The above plot shows survival ratios (with confidence intervals, 95% default) of male and females of various classes and also the places from where they embarked. In general we can see that females had a higher survival ratio than that of males. One more interesting trend is that people travelling in upper class (basically rich people) also had a higher survival ratio than those in lower classes.
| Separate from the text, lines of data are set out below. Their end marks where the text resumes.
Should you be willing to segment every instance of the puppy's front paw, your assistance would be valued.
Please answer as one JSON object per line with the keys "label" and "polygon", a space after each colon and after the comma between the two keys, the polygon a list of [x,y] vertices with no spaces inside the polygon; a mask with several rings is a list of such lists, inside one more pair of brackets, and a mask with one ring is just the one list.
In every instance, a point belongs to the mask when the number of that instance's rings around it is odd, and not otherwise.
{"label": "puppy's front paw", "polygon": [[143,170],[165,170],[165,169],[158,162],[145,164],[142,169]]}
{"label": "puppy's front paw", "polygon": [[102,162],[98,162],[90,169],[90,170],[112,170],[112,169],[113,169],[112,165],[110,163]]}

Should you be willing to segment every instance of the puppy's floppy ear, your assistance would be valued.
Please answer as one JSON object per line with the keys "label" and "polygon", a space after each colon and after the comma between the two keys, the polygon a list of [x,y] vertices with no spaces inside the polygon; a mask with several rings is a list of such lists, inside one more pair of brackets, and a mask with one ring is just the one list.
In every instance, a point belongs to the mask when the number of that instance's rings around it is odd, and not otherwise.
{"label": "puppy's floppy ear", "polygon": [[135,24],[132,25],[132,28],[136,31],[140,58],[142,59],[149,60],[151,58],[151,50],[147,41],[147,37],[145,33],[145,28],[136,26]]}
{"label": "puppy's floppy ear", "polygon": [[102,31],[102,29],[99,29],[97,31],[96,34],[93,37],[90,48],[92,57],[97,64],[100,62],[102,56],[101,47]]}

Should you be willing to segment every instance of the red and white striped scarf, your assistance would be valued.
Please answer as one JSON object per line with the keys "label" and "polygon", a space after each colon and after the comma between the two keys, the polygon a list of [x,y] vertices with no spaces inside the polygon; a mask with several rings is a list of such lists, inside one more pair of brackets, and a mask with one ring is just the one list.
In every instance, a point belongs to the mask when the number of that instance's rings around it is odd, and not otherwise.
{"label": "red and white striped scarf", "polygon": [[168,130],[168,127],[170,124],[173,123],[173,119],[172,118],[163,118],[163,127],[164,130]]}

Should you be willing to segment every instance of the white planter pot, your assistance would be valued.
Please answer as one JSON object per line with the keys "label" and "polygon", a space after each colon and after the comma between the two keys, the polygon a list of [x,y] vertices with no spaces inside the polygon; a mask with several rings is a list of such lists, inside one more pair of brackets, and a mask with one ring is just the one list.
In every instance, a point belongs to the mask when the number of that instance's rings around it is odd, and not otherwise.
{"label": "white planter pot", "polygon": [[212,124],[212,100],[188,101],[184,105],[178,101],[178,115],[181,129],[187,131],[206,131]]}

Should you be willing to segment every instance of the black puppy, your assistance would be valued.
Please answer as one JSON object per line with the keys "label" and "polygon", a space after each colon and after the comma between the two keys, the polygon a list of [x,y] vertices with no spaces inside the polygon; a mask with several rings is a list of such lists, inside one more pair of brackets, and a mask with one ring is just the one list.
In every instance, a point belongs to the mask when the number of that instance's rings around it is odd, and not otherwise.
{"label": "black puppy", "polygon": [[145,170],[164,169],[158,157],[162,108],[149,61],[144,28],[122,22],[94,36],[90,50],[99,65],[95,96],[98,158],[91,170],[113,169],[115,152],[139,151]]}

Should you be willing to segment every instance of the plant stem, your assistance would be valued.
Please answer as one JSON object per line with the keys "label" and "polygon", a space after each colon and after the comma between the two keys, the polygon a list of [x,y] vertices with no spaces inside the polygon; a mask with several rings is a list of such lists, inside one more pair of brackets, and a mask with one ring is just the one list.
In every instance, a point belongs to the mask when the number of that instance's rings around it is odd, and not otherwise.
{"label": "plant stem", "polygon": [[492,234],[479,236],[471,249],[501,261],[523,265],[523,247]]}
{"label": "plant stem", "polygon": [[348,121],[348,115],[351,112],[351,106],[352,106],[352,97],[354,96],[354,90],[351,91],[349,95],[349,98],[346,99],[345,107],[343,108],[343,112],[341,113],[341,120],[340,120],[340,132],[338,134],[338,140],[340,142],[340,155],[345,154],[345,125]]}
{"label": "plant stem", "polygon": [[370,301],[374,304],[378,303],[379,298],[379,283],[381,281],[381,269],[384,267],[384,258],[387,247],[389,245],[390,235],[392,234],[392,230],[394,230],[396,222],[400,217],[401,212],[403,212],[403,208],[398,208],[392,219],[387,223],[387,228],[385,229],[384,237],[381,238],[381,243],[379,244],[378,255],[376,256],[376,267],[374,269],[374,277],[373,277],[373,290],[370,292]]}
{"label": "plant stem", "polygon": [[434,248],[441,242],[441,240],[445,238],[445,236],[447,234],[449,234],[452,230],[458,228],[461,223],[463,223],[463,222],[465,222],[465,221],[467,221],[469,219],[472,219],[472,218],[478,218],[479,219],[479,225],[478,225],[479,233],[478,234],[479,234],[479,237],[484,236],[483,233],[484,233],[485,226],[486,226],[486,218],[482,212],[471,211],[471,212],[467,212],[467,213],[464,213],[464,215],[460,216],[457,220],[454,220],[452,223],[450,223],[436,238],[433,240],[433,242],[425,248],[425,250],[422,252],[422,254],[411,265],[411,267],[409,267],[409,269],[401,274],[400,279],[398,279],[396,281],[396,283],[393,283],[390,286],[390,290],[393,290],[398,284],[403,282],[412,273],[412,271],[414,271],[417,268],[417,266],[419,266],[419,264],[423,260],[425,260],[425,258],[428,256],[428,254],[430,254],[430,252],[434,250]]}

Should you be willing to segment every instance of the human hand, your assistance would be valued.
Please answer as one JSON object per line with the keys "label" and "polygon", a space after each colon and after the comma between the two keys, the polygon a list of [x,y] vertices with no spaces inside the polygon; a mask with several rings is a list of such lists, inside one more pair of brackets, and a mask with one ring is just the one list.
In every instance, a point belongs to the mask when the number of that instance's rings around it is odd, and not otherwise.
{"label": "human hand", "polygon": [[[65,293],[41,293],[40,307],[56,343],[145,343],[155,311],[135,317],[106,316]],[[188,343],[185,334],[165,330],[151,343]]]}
A similar plot for the entire dataset (not grouped by embarked location) would look like this.

```
sns.factorplot(x="Pclass", y="Survived", kind="point",
hue="Sex", data=titanic_data,
markers=["^", "x"], linestyles=["-", "--"])
```

```
<seaborn.axisgrid.FacetGrid at 0x11b4ce550>
```

Again we will use Pandas to get the exact numbers in the plot.

```
# survival ratios based on class and emabarked location
grouped = titanic_data.groupby(["Sex", "Pclass", "Embarked"])
grouped["Survived"].mean()
```

```
Sex Pclass Embarked
female 1 C 0.973684
Q 1.000000
S 0.954545
2 C 1.000000
Q 1.000000
S 0.909091
3 C 0.687500
Q 0.500000
S 0.407895
male 1 C 0.444444
Q 0.000000
S 0.375000
2 C 0.125000
Q 0.000000
S 0.155556
3 C 0.280000
Q 0.071429
S 0.140187
Name: Survived, dtype: float64
```

```
# overall survival ratio based on class and gender
grouped = titanic_data.groupby(["Sex", "Pclass"])
survival_ratio = grouped["Survived"].mean()
# print all survival ratios
gender = ["male", "female"]
Pclass = [1, 2, 3]
for i in range(len(gender)):
for j in range(len(Pclass)):
print "Class {}, {} survival ratio: {:.2f}".format(Pclass[j],
gender[i].title(), survival_ratio[gender[i], Pclass[j]])
```

```
Class 1, Male survival ratio: 0.40
Class 2, Male survival ratio: 0.15
Class 3, Male survival ratio: 0.15
Class 1, Female survival ratio: 0.96
Class 2, Female survival ratio: 0.92
Class 3, Female survival ratio: 0.46
```

Although we didn’t plot the overall survival ratios for both genders (we plotted their counts), we will also find the overal survival ration based on gender.

```
# survival ratio based on gender
grouped = titanic_data.groupby(["Sex"])
survival_ratio = grouped["Survived"].mean()
print "Female survival ratio: {:.2f}".format(survival_ratio['female'])
print "Male survival ratio: {:.2f}".format(survival_ratio['male'])
```

```
Female survival ratio: 0.75
Male survival ratio: 0.21
```

That was all about counts and ratios of the overall passengers who survived, but we haven’t yet analyzed the “ages” of passengers and how age relates with survival statistics.

```
facet_grid = sns.FacetGrid(titanic_data, col='Survived', row='Sex')
facet_grid.map(sns.boxplot, "Pclass", "Age")
```

```
<seaborn.axisgrid.FacetGrid at 0x11c6d0dd0>
```

From the plots we can observe that, age of the passengers surviving tends to be on the younger side on average, but still there are exceptions like in case of passenger class 1 females. The mean age for passenger class 1 females, who survived is more than that of who died.